Fast forward through the lockout. Yet another new coach. Yet one more guy who doesn't know much about him and doesn't know what he can offer. Oates only knows that he doesn't know Mathieu Perreault, so boom, fourth line. That's not a knock on Oates, but put yourself in Perreault's shoes. You finished last year tied for fifth on the team in goals, and as a team leader in points per-, goals per-, and assists per-60 minutes, and you're stuck behind the guy who set a career high in points with five in 42 games.
Are you going to grit your teeth and just go with it, especially after seeing how Tomas Fleischmann (who was also jockeyed around the lineup and charged with inconsitency) was traded and became a nearly point-per-game player when he fit into the Avs' and Panthers' plans? Of course not. You're going to be upset. You're going to wonder why Johansson gets chance after chance without actually improving his game one bit (and actually getting worse at winning faceoffs), why Jay Beagle is getting twice the minutes you are, why the guy making half your salary because nobody else in the league wanted to sign him is in the spot the GM said would be yours.

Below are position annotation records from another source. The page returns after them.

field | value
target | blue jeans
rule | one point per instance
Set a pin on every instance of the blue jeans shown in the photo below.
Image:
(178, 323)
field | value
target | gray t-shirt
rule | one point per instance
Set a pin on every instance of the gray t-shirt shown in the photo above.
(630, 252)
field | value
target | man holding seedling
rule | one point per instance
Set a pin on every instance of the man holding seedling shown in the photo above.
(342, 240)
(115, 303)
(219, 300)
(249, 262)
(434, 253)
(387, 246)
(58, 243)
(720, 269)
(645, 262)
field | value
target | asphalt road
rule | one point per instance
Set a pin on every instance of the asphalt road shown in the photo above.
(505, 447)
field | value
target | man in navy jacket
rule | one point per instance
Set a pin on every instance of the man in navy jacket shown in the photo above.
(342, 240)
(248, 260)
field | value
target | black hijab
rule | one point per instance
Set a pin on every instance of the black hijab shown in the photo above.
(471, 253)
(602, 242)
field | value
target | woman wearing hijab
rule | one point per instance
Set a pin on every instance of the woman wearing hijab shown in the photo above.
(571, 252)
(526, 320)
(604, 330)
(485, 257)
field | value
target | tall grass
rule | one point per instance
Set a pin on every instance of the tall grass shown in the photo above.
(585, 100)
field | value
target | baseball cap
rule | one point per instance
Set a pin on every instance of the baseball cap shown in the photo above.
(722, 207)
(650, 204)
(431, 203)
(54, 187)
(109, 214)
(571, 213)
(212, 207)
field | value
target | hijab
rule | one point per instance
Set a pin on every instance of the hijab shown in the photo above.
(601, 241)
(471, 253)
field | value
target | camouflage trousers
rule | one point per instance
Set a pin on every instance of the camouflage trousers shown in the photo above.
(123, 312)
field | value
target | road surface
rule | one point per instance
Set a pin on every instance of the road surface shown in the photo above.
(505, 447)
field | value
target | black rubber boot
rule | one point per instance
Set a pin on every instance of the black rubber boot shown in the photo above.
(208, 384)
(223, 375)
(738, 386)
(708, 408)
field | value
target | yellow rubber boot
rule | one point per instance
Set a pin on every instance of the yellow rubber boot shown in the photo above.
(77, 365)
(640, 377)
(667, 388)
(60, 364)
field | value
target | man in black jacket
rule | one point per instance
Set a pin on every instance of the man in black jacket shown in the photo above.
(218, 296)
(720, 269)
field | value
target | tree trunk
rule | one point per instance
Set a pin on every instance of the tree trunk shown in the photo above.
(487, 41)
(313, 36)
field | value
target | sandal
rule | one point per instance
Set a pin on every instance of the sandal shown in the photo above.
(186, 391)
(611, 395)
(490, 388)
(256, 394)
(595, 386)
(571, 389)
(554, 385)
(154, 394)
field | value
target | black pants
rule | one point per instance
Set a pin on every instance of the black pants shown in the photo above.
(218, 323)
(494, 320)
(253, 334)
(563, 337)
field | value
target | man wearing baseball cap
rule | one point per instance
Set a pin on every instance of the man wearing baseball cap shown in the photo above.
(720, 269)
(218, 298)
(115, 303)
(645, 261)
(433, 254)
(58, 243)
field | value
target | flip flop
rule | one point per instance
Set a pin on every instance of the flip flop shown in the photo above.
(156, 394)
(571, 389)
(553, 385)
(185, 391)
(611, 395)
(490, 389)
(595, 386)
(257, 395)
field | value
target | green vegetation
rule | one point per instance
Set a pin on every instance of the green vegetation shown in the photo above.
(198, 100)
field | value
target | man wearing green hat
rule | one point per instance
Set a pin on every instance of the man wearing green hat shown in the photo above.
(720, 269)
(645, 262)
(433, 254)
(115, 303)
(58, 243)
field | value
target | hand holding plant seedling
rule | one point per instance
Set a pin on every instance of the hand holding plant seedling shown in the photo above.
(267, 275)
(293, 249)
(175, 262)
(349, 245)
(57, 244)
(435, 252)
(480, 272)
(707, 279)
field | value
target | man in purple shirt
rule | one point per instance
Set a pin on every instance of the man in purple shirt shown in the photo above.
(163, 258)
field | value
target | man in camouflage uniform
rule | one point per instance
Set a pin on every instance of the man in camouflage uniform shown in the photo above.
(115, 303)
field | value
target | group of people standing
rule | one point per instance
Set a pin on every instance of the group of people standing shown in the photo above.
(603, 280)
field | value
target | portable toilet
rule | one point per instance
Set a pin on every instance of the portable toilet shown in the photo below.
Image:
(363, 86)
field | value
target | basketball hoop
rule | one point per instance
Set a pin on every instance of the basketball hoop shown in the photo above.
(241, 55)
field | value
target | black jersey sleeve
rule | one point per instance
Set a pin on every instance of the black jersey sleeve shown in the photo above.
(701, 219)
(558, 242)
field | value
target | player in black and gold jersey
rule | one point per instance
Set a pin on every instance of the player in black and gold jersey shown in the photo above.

He's looking up because that's where everyone else is. |
But if you're in the team's plans, they aren't going to move you. If you're in the team's plans, then you have a spot, because that's the plan. You aren't trying to earn it, to prove that you belong, to try and one-up yourself just to earn the opportunity to one-up yourself. Obviously players should constantly try to better themselves, and a little competition can be healthy. Eventually, though, enough has to be enough. And like Perreault, I think 16 goals in limited minutes is enough. It wasn't for Fehr, it wasn't for Fleischmann, and last year it wasn't enough for Knuble, but it should be enough when 14 is enough for MoJo.
Perreault has been around the Caps organization to see the writing on the wall. He knows that if he isn't getting more than 10 minutes right away, he probably is not going to get them later. He's not in the plans. But maybe another team, you would be. Maybe on another team... maybe if you aren't in Washington's plans, they should trade you. Because why keep someone that isn't in your plans?